Um dos principais nomes do forró tradicional, o cantor e sanfoneiro Flávio José anunciou que não realizará apresentações na Bahia durante os festejos juninos de 2026. A decisão foi divulgada nesta quarta-feira (3), por meio de um comentário publicado em suas redes sociais, após o artista tomar conhecimento de uma recomendação do Ministério Público da Bahia (MP-BA) relacionada à redução de cachês pagos em contratações para o São João.
A manifestação ocorre em meio às negociações conduzidas pelo órgão com prefeituras baianas para adequar os gastos públicos destinados à contratação de atrações artísticas durante os festejos juninos.
Em sua publicação, Flávio José demonstrou forte insatisfação com a possibilidade de redução dos valores acordados para suas apresentações e afirmou ter se sentido desvalorizado após décadas de dedicação ao público baiano.
“Este ano a Bahia ficará sem minha presença. Às vésperas da maior festa de manifestação cultural do Nordeste eu recebo a notícia que o MP da Bahia resolveu diminuir o meu cachê. Enquanto outros artistas que nada têm a ver com forró ganham rios de dinheiro. É de um desrespeito sem tamanho”, escreveu.
O artista também afirmou que, diante da situação, optou por não cumprir agenda no estado durante o período junino.
“Por esse motivo não irei à Bahia este ano. Lamentável. Deixei de vender minhas datas para estados que realmente me valorizam.
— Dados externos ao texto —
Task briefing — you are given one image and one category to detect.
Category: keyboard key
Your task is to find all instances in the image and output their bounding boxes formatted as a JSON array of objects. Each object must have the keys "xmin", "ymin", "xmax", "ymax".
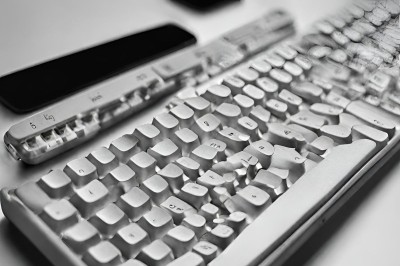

Priorizei a Bahia durante toda minha carreira e hoje recebo essa informação como gratidão que o estado me devolve”, acrescentou.
Reconhecido como um dos maiores representantes do forró nordestino, Flávio José mantém uma relação histórica com o São João baiano, sendo presença frequente em diversas cidades do interior do estado ao longo das últimas décadas.
A declaração repercutiu entre fãs e profissionais do setor cultural, reacendendo o debate sobre os critérios adotados para a contratação de artistas nos festejos juninos. Enquanto órgãos de controle defendem maior equilíbrio e responsabilidade na aplicação dos recursos públicos, artistas e representantes da cultura tradicional argumentam que medidas desse tipo podem impactar diretamente a valorização de nomes que ajudaram a construir a identidade das festas populares nordestinas.
Até o momento, o Ministério Público da Bahia não se manifestou especificamente sobre as declarações do cantor.